El Al’s partners in the program, which began four years ago, are the foreign ministry, Jewish Agency for Israel and Stand With Us.
“We expected about 80 people to apply to be ambassadors,” said Alon Futterman, director of the program, “but over 600 applied.” (In all, El Al has about 6,000 employees.)
The volunteer ambassadors present to the public, at synagogues, churches, campuses and other venues, the human face of Israel through the life experiences of real people.
“This is not about politics, not about promoting El Al,” explained Yehudit Grisaro, El Al’s vice president of customer service. “It’s about Israelis, not Israel.

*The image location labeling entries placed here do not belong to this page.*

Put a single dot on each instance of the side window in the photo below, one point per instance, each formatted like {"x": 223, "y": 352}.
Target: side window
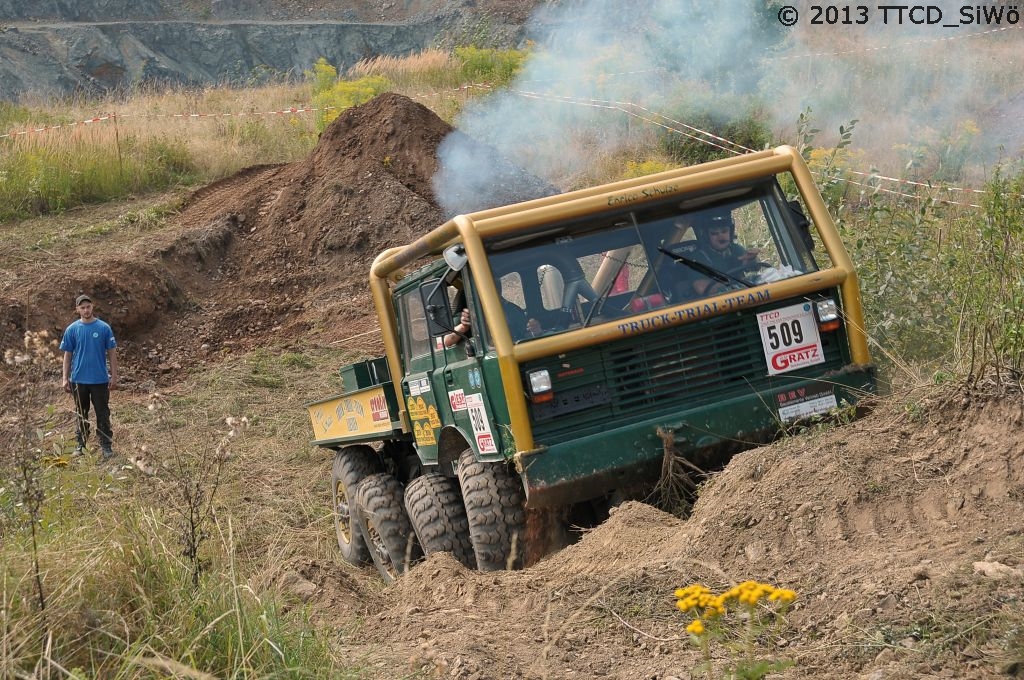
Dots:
{"x": 417, "y": 340}
{"x": 552, "y": 287}
{"x": 512, "y": 289}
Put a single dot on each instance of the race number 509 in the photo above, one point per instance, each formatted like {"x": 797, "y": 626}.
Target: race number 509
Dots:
{"x": 790, "y": 338}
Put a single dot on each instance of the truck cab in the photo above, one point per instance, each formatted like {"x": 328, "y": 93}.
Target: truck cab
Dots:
{"x": 694, "y": 312}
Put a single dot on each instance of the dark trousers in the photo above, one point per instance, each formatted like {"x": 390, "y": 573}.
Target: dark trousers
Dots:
{"x": 99, "y": 397}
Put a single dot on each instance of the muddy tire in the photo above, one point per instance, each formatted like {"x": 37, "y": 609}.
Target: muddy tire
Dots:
{"x": 385, "y": 526}
{"x": 351, "y": 465}
{"x": 495, "y": 509}
{"x": 438, "y": 517}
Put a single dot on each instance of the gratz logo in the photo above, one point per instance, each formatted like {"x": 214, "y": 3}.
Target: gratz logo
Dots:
{"x": 797, "y": 355}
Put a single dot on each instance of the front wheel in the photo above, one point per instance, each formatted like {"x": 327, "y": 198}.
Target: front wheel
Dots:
{"x": 495, "y": 507}
{"x": 351, "y": 465}
{"x": 438, "y": 517}
{"x": 385, "y": 526}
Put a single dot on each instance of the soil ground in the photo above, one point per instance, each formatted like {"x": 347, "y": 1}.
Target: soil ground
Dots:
{"x": 902, "y": 533}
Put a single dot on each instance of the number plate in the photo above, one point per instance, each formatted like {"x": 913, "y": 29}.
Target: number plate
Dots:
{"x": 571, "y": 400}
{"x": 790, "y": 337}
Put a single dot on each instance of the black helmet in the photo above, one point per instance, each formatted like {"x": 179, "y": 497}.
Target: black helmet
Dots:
{"x": 717, "y": 217}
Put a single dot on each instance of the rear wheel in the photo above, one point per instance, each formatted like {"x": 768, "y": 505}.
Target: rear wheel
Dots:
{"x": 385, "y": 526}
{"x": 438, "y": 517}
{"x": 351, "y": 465}
{"x": 495, "y": 509}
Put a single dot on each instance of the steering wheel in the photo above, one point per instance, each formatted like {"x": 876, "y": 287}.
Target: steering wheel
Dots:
{"x": 750, "y": 266}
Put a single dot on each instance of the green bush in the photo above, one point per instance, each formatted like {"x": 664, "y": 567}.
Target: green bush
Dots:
{"x": 496, "y": 67}
{"x": 745, "y": 125}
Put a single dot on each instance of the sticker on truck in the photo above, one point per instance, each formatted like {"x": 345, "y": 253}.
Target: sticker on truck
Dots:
{"x": 790, "y": 337}
{"x": 481, "y": 427}
{"x": 458, "y": 399}
{"x": 805, "y": 401}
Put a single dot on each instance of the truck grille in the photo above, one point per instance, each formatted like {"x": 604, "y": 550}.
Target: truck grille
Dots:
{"x": 662, "y": 372}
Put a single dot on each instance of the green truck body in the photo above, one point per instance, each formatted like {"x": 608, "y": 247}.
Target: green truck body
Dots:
{"x": 606, "y": 333}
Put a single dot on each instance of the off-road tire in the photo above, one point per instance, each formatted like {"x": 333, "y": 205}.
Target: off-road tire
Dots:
{"x": 438, "y": 517}
{"x": 495, "y": 508}
{"x": 385, "y": 526}
{"x": 351, "y": 465}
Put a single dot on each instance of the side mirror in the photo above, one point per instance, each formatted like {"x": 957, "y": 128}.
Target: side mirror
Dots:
{"x": 435, "y": 304}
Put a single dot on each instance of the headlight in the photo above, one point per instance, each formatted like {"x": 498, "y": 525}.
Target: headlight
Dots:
{"x": 540, "y": 381}
{"x": 827, "y": 312}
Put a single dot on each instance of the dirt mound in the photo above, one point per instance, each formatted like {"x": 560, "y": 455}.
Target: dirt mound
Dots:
{"x": 906, "y": 522}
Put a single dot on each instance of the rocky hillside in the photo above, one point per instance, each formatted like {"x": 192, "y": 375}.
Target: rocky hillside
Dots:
{"x": 61, "y": 46}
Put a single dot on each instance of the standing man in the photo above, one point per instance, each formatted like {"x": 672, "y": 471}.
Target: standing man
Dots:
{"x": 88, "y": 344}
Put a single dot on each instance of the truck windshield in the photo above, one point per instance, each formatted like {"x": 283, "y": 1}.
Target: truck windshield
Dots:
{"x": 571, "y": 274}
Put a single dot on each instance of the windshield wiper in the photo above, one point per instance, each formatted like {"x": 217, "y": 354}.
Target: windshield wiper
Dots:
{"x": 721, "y": 277}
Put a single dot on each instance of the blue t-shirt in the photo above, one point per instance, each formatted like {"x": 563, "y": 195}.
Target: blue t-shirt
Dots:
{"x": 88, "y": 344}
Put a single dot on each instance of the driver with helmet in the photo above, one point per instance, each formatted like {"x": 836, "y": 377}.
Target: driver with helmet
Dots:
{"x": 716, "y": 247}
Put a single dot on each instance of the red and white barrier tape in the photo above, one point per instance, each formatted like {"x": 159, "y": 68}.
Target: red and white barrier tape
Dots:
{"x": 731, "y": 146}
{"x": 879, "y": 48}
{"x": 627, "y": 108}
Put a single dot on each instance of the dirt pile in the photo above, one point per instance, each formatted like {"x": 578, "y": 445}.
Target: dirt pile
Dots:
{"x": 901, "y": 533}
{"x": 270, "y": 252}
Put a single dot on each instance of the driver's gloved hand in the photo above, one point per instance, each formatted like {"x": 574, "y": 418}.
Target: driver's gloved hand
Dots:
{"x": 717, "y": 289}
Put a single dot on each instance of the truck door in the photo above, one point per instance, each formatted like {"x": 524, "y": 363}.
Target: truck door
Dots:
{"x": 416, "y": 383}
{"x": 458, "y": 381}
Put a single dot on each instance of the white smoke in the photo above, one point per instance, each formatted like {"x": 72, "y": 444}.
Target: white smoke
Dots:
{"x": 604, "y": 72}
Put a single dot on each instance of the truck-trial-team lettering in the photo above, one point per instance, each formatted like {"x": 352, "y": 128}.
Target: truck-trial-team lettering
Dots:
{"x": 696, "y": 311}
{"x": 587, "y": 432}
{"x": 650, "y": 193}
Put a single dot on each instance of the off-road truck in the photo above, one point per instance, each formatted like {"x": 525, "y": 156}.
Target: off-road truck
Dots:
{"x": 601, "y": 336}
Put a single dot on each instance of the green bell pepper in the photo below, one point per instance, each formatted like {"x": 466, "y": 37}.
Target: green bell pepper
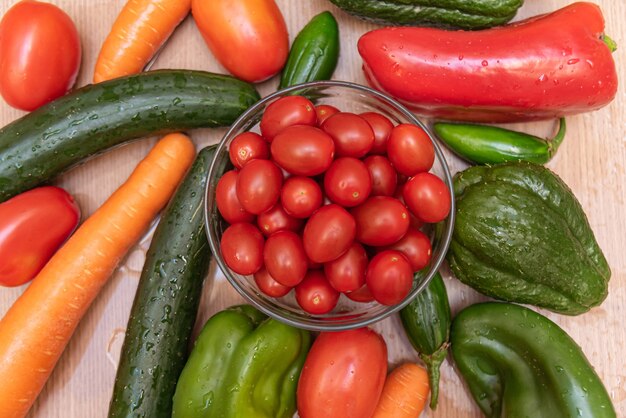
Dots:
{"x": 243, "y": 365}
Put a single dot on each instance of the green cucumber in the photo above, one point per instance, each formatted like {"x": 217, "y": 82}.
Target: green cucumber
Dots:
{"x": 166, "y": 303}
{"x": 94, "y": 118}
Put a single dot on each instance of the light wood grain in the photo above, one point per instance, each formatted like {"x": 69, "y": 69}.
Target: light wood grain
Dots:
{"x": 592, "y": 161}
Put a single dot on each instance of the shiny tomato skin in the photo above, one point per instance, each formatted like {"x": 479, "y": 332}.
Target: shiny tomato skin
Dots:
{"x": 33, "y": 225}
{"x": 315, "y": 295}
{"x": 303, "y": 150}
{"x": 285, "y": 112}
{"x": 347, "y": 182}
{"x": 285, "y": 259}
{"x": 248, "y": 37}
{"x": 258, "y": 186}
{"x": 352, "y": 134}
{"x": 328, "y": 233}
{"x": 410, "y": 149}
{"x": 343, "y": 375}
{"x": 389, "y": 277}
{"x": 40, "y": 54}
{"x": 380, "y": 221}
{"x": 427, "y": 197}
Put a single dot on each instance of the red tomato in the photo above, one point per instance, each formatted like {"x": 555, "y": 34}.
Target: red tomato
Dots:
{"x": 383, "y": 175}
{"x": 343, "y": 375}
{"x": 428, "y": 197}
{"x": 33, "y": 225}
{"x": 276, "y": 219}
{"x": 328, "y": 233}
{"x": 248, "y": 146}
{"x": 389, "y": 277}
{"x": 410, "y": 149}
{"x": 347, "y": 273}
{"x": 380, "y": 221}
{"x": 39, "y": 54}
{"x": 303, "y": 150}
{"x": 285, "y": 259}
{"x": 416, "y": 247}
{"x": 285, "y": 112}
{"x": 227, "y": 201}
{"x": 258, "y": 186}
{"x": 301, "y": 196}
{"x": 248, "y": 37}
{"x": 382, "y": 127}
{"x": 268, "y": 285}
{"x": 315, "y": 295}
{"x": 353, "y": 136}
{"x": 242, "y": 248}
{"x": 347, "y": 182}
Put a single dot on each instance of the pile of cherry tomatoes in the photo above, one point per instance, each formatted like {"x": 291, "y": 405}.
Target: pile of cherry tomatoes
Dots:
{"x": 328, "y": 202}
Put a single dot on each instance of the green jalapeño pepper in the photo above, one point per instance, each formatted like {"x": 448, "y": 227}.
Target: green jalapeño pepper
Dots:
{"x": 519, "y": 364}
{"x": 243, "y": 365}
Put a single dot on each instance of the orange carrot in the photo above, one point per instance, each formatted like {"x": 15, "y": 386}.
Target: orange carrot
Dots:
{"x": 141, "y": 28}
{"x": 36, "y": 329}
{"x": 405, "y": 393}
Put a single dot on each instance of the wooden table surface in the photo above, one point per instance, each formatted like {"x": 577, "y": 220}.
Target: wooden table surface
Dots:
{"x": 592, "y": 162}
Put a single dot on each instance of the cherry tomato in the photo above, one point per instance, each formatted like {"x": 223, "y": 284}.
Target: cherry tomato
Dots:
{"x": 315, "y": 295}
{"x": 258, "y": 186}
{"x": 347, "y": 182}
{"x": 352, "y": 134}
{"x": 416, "y": 247}
{"x": 347, "y": 273}
{"x": 39, "y": 54}
{"x": 343, "y": 375}
{"x": 301, "y": 196}
{"x": 227, "y": 201}
{"x": 324, "y": 112}
{"x": 383, "y": 175}
{"x": 328, "y": 233}
{"x": 428, "y": 197}
{"x": 303, "y": 150}
{"x": 380, "y": 221}
{"x": 276, "y": 219}
{"x": 242, "y": 248}
{"x": 285, "y": 112}
{"x": 248, "y": 37}
{"x": 248, "y": 146}
{"x": 268, "y": 285}
{"x": 389, "y": 277}
{"x": 382, "y": 127}
{"x": 410, "y": 149}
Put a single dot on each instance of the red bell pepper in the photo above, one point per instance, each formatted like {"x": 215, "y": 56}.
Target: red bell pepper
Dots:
{"x": 544, "y": 67}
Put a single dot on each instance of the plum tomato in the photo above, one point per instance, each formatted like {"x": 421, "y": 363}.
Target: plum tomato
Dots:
{"x": 410, "y": 149}
{"x": 315, "y": 295}
{"x": 284, "y": 258}
{"x": 383, "y": 175}
{"x": 268, "y": 285}
{"x": 380, "y": 221}
{"x": 347, "y": 273}
{"x": 389, "y": 277}
{"x": 303, "y": 150}
{"x": 382, "y": 127}
{"x": 352, "y": 134}
{"x": 328, "y": 233}
{"x": 301, "y": 196}
{"x": 227, "y": 201}
{"x": 248, "y": 146}
{"x": 347, "y": 182}
{"x": 242, "y": 248}
{"x": 284, "y": 112}
{"x": 427, "y": 197}
{"x": 258, "y": 185}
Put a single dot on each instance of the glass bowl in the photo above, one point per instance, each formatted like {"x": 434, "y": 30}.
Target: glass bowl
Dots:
{"x": 347, "y": 97}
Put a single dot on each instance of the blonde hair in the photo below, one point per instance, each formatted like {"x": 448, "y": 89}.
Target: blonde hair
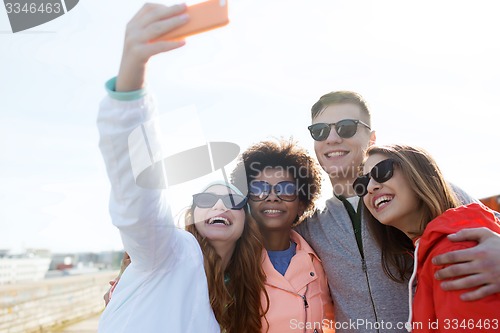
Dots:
{"x": 236, "y": 303}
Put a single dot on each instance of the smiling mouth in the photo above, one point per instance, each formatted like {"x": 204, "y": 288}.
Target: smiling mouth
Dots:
{"x": 218, "y": 220}
{"x": 272, "y": 211}
{"x": 383, "y": 200}
{"x": 336, "y": 154}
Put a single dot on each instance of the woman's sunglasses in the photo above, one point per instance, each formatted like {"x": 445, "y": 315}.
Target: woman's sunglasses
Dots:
{"x": 260, "y": 190}
{"x": 208, "y": 200}
{"x": 381, "y": 173}
{"x": 345, "y": 129}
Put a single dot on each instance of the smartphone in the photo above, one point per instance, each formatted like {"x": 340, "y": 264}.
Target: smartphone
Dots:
{"x": 203, "y": 16}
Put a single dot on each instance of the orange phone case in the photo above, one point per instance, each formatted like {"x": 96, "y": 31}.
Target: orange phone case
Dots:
{"x": 203, "y": 16}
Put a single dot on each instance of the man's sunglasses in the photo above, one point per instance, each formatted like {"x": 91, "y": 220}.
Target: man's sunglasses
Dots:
{"x": 260, "y": 190}
{"x": 208, "y": 200}
{"x": 345, "y": 129}
{"x": 381, "y": 173}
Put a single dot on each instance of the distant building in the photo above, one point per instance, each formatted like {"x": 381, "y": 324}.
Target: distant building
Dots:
{"x": 25, "y": 267}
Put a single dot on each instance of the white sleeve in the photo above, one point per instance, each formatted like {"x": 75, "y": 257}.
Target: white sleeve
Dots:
{"x": 142, "y": 215}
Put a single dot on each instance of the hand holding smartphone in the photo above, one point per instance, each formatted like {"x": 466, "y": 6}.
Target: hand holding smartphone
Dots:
{"x": 203, "y": 16}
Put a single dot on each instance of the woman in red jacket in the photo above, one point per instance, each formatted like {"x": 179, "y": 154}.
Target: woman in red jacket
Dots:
{"x": 404, "y": 190}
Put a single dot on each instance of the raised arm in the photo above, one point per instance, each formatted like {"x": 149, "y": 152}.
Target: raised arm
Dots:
{"x": 142, "y": 215}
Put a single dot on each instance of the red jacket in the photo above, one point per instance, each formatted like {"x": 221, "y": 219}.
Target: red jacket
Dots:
{"x": 436, "y": 310}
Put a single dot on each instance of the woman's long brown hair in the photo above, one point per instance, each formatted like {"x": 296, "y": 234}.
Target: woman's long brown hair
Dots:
{"x": 431, "y": 189}
{"x": 237, "y": 303}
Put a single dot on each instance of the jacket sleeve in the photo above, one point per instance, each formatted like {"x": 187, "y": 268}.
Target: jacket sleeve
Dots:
{"x": 143, "y": 216}
{"x": 452, "y": 313}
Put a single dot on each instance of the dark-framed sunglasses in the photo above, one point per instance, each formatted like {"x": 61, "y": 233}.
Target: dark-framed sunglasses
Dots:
{"x": 259, "y": 190}
{"x": 381, "y": 172}
{"x": 345, "y": 128}
{"x": 208, "y": 200}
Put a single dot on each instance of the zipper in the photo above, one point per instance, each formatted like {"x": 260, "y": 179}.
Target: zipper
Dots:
{"x": 306, "y": 305}
{"x": 365, "y": 270}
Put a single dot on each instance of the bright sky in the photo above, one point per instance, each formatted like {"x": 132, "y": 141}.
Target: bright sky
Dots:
{"x": 429, "y": 70}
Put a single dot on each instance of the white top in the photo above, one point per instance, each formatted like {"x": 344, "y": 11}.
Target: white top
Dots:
{"x": 165, "y": 288}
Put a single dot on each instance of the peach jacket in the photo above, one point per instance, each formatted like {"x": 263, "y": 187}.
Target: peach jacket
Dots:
{"x": 300, "y": 301}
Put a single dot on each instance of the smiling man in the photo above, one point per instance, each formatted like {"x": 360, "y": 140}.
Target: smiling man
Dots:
{"x": 365, "y": 298}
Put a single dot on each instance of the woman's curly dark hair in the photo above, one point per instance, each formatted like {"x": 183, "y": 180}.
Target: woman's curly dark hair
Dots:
{"x": 285, "y": 154}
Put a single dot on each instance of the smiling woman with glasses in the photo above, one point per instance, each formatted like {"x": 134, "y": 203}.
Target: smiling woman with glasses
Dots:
{"x": 210, "y": 283}
{"x": 283, "y": 182}
{"x": 412, "y": 208}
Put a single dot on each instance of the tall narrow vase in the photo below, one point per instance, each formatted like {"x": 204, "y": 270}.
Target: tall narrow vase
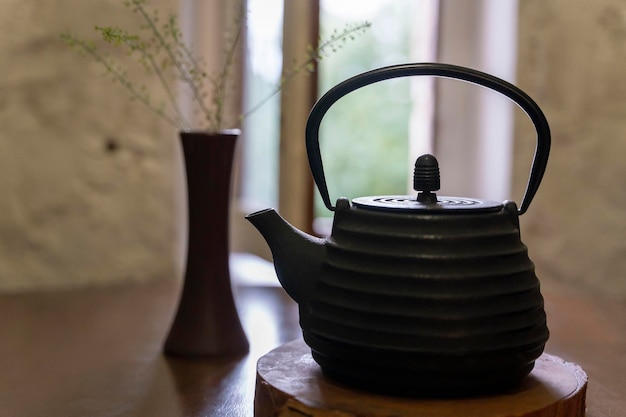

And it’s about people, not the conflict.” She said the presentations reflect “the story and face of the Israeli nation. And the success is in our ambassadors giving authentic and simple presentations. We tell them, ‘Just be yourself.’”
The volunteer participants find, in addressing audiences around the world, that there is much misinformation about Israel, regarding matters that range from its small size to its modern lifestyle to its democratic political system.
According to Sheryl Stein, director of public relations for the airline in New York, the programs benefits the audience and the speakers alike. “So many Israelis have a sense of mission, looking for ways to show their pride in their country,” she noted. “And audiences always want to stay after the program is over to ask more questions and learn more about the Israeli experience.”
Cohen said, “It’s important talking about our country. I tell people that living in Israel is not for everyone. I speak about the difficulties as well as the benefits, why I choose to live in Israel and why young people don’t want to leave. Although my land may be burning at times, I explain that this is my home and where I have to stay.”